Triton, Oberon, SAO 48866 (Blue Mountains)

10:05 PM, Sun 29 Aug. Tried to see Triton beside Neptune. Murky. ST3 recommended looking after midnight, around 1.
Instruments: Celestron 14-inch SCT, Tele Vue 101 refractor
Mount: Paramount ME
Method: Go To
10:09. Satellite went through the eyepiece field, again. Was looking at Messier 108 in Ursa Major. An edge-on spiral galaxy. Wikipedia says it is a barred spiral inclined at 75 degrees.

Very faint with the bright sky. Started with the 55mm Plössl eyepiece. So pretty wide field. That said, it was the recommended eyepiece by ST3. Bumped up the power. Still incredibly faint. Not great conditions. Definitely will need to look at it again. It's, once again, probably the wrong time of year. There are 2 bright stars nearby, kind of pointing to it.

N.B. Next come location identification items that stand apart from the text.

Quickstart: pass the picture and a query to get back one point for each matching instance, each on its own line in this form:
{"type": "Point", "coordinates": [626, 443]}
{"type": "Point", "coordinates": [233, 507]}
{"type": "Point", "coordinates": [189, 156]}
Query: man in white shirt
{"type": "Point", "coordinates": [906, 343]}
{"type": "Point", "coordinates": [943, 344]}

Put the MallinCam on it. Detectable.

10:28. Moon just rose up over the trees.

10:33. Viewed M106. Looks like another edge-on spiral. It looked big even in the low power eyepiece. It was only 20° up. Again, it should be viewed at a different time of the year, when it's higher.

Decided to measure a double star, given the bright moonlight...

12:01 AM, Mon 30 Aug. I began timings on the Celestron Micro Guide centre Linear Scale. Used a star in Cepheus, SAO 19773, with a declination of 62° 41' 53" or 62.6981°.

Used the Psion StopWatch program's lap time feature. The second one was a little short. Run three. Smidgen early on start; nailed it on the end. Run four. Good start; good stop. They are all around 19 seconds. I was getting pretty consistent times so far...

12:12. Finished. My drift times were:


Average: 00:19.58.

The remote access via VNC to the Dell Latitude laptop was not working. I don't know why. Port problem on our router? It made this drift timing task painful... Lot of running about. Lot of time lost.

1:37. Just finished measurement of double star in Cygnus, SAO 48866. I got pretty good PA and sep. numbers.

standard method--
exit angle (inner values): 67°
ticks: 4.5
PA: 157°
sep: 10.14"

better method--
exit angle 1 (inner values): 49°
exit angle 2: 95°
PA: 162°
sep: 9.793"

Haas said the known binary Σ2588 had a PA of 159° and sep of 9.9" in 2002.

I was tired and very uncomfortable. Overheated.

1:50. Just saw Triton. I put in the 5mm eyepiece, as suggested by ST3P, but I found the view blurry. Then went to the 10mm. It was crisper. I saw a flattened triangle or jagged line with two stars and Neptune almost exactly in the centre. I knew that north was up, standing over the 'scope. During moments of good seeing, at about 5:30 position, I saw a faint point. It looked like it was two or three planet widths away from the blue disk. Surprising close to the very pale gas planet. The position corresponded well to the display in ST3P.

That planet was 29 AU away!

Had a shower to cool off. Hoped I did not wake anyone.

2:31. Spotted Oberon. It was very, very bright. Easy to see. The position didn't seem right though. The star at the bottom left is mag 11.64. Oberon is rated at 14.16.

It occurred to me that ST3P might not compensation for light time. Maybe that is why Oberon is a bit off. [ed: Au contraire.]

2:39. Finished off with Jupiter. With the 10mm, it was crazy high power. Could only see two moons. The GRS was almost front and centre, slightly to the west of the meridian. It was hard to focus.

Wind is shaking the telescope. Patchy cloud. Moon was overhead.